The $17.9 trillion federal debt, government spending, and taxes are all weighing heavily in Iowa's race for the U.S. Senate, with Democrat Bruce Braley and Republican Joni Ernst each offering voters deeply defined contrasts.
With massive amounts of taxpayer money at stake, special interest groups on all sides of the fiscal issues are intervening in the Senate race with their own advice and opinions, as well as campaign cash and support.

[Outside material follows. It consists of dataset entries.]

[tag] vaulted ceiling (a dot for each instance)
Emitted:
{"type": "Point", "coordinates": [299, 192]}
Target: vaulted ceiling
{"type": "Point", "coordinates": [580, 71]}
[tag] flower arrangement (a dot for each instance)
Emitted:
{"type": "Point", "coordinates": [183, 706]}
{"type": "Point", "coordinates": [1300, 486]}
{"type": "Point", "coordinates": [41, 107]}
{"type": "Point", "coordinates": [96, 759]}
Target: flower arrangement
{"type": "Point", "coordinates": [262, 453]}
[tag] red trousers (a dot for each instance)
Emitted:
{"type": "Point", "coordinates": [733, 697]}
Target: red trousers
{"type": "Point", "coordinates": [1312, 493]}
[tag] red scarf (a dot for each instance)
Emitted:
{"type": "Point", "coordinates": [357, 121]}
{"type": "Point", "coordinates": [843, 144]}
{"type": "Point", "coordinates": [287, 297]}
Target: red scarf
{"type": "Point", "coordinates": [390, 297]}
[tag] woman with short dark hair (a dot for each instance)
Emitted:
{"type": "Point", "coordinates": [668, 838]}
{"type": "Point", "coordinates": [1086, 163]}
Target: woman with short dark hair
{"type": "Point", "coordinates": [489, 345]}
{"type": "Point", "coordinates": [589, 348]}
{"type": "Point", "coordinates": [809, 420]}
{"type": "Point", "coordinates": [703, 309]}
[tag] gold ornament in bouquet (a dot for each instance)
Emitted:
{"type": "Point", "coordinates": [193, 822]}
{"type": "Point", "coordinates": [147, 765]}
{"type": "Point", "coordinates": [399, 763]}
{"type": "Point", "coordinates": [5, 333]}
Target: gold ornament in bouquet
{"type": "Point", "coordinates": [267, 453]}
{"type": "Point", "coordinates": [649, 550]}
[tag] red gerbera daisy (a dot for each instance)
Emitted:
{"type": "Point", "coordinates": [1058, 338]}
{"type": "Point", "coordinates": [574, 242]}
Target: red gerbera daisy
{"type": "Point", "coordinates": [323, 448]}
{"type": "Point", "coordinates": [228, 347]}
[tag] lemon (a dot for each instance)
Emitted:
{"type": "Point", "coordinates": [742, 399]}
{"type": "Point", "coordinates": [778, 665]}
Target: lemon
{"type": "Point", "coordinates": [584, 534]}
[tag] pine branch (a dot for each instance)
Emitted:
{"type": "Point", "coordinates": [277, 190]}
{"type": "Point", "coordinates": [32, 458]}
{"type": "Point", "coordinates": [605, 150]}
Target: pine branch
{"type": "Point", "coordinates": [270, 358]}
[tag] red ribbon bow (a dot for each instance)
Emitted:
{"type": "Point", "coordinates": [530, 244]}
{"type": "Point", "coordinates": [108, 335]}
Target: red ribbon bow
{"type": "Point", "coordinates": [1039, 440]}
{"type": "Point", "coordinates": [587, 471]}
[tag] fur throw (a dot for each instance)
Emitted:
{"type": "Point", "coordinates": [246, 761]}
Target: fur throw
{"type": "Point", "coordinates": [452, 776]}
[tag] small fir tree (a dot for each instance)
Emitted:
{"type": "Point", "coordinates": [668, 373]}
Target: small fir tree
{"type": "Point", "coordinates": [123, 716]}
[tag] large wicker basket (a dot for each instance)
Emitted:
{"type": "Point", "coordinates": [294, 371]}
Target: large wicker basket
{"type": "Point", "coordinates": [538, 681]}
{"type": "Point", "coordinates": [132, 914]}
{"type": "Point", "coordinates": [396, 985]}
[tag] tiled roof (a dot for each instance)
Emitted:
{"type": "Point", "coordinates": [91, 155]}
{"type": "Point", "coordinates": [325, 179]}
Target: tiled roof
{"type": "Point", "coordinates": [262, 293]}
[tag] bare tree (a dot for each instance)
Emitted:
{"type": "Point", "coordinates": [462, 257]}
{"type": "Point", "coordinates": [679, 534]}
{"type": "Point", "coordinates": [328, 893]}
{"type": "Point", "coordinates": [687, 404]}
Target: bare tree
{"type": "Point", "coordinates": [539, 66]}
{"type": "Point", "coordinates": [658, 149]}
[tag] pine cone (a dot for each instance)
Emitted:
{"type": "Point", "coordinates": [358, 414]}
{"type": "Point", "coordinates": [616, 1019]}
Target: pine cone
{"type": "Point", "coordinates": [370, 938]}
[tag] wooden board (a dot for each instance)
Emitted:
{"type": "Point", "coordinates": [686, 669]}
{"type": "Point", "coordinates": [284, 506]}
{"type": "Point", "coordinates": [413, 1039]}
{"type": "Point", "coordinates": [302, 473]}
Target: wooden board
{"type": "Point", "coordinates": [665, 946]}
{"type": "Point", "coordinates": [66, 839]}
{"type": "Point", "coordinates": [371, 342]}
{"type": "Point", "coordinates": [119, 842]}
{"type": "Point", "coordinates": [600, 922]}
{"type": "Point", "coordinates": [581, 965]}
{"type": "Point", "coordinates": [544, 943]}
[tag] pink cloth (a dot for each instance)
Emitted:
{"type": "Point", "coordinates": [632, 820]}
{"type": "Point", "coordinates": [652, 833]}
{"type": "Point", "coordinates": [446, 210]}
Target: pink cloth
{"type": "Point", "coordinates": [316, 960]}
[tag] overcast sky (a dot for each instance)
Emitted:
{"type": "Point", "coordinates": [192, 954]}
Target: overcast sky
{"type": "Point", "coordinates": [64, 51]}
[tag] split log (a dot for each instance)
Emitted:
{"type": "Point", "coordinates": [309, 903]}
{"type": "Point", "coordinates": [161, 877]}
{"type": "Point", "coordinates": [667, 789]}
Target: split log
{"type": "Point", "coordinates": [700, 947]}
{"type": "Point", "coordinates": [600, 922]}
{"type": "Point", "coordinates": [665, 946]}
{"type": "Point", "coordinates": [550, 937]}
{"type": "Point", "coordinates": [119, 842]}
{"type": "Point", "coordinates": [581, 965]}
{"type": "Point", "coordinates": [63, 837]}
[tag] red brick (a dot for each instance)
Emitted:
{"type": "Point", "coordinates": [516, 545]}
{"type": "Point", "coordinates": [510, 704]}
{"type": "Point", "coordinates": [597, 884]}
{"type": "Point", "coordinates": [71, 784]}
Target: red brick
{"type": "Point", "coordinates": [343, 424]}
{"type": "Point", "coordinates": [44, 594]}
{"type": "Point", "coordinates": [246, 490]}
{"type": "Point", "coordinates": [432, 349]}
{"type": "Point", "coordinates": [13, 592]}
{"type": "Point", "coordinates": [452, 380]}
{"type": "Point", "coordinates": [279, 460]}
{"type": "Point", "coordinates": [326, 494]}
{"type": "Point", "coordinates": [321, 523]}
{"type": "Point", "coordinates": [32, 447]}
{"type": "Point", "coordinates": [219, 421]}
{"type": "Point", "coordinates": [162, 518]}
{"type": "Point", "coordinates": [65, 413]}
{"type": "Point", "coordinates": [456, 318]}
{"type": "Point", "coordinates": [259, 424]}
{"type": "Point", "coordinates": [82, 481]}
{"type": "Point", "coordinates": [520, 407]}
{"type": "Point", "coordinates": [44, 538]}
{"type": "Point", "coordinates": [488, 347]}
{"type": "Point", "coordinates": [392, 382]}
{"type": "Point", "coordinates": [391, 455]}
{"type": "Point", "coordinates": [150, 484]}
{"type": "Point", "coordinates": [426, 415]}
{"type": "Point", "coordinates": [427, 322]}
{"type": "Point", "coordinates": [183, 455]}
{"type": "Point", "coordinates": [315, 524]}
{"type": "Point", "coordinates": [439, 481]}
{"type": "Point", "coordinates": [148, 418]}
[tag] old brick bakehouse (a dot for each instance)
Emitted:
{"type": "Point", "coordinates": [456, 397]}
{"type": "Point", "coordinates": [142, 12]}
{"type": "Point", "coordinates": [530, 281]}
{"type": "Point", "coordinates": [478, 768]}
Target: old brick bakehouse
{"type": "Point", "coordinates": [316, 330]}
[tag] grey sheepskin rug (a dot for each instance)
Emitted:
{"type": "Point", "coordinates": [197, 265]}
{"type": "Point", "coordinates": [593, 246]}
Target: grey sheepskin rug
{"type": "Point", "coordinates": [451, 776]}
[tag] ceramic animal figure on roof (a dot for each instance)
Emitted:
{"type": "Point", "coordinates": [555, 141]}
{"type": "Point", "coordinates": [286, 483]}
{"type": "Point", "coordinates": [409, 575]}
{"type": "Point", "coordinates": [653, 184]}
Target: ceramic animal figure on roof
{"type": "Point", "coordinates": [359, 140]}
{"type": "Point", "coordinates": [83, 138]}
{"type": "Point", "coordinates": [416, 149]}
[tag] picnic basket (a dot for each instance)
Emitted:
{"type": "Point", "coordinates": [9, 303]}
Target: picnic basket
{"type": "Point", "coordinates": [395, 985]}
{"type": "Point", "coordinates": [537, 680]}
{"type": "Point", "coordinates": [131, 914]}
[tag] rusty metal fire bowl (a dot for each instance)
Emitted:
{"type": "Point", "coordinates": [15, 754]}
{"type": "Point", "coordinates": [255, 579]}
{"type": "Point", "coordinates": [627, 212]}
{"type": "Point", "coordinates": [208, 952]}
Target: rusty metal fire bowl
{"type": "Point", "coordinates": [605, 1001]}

Braley, who has served four terms in the U.S. House, is a Waterloo lawyer who has embraced a populist agenda he contends will benefit the middle class, including hikes in the minimum wage, protecting government programs for seniors, and opposing tax breaks for rich people and major corporations. Ernst, an Iowa Senate member from Red Oak since 2011 and a National Guard officer, paints herself as a fiscal conservative who favors less government, lower taxes, more freedom for business and minimal government intrusion into private lives.
"There is a great deal of division there. I think that in terms of fiscal issues — spending, taxation and pocketbook issues — that is the sharpest divide that separates them," says Mack Shelley, chairman of the political science department at Iowa State University.
With the national debt burgeoning, Ernst says political leaders need to prioritize cuts in federal spending and reduce the size of government. She wants to abolish the Internal Revenue Service, and she believes Congress can't simply cut its way out of the federal deficit.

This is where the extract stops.